Making this happen will most likely require support from an expert partner such as MicroStrategy who can remove data silos and bring sources together. That way, users can access insights across all the applications they use, meaning those insights can be integrated in a more meaningful, platform-agnostic way.
Chief Information Officer for Sainsbury’s
Critical Capabilities for Analytics and Business Intelligence Platforms (Gartner, May 2022)
It’s clear that CFOs can drive digital transformation and help a business fully embrace analytics, as long as it doesn’t overburden them when their other responsibilities are taken into account. In particular, they can also help gain the senior management buy-in that is vital for success.
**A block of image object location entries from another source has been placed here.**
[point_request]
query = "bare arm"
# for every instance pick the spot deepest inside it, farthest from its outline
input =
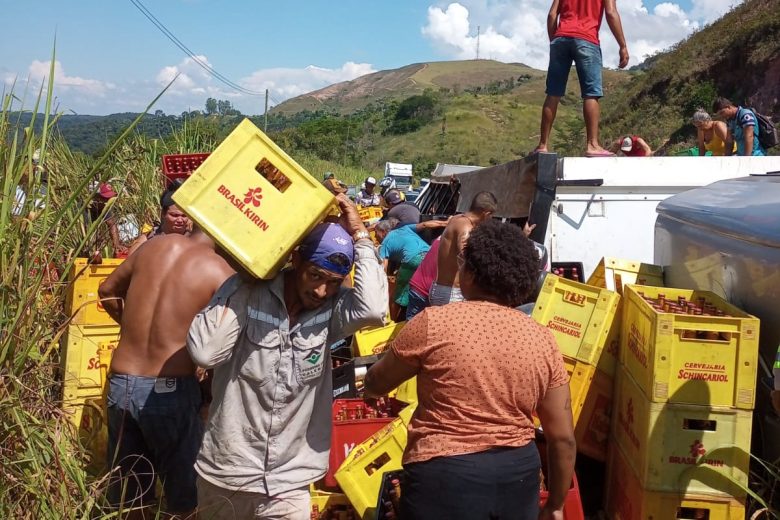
(552, 19)
(700, 141)
(113, 290)
(555, 415)
(644, 146)
(386, 374)
(616, 26)
(430, 224)
(747, 132)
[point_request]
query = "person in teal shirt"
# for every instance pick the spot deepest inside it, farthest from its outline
(742, 125)
(403, 245)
In advising other finance leaders on what they can do to ensure the success of their data & analytics projects Peter Svensson concludes: “You have to have a person to drive it, who can sell it to the company. Full management commitment is key. Not having this leads to slower execution, which demotivates people.”
Phong Le adds, “Don’t wait too long to roll out a report or dashboard, work in two-week sprints, build a dashboard and get feedback. Then create a new iteration. If you wait too long the requirement will have changed and the project will be obsolete.”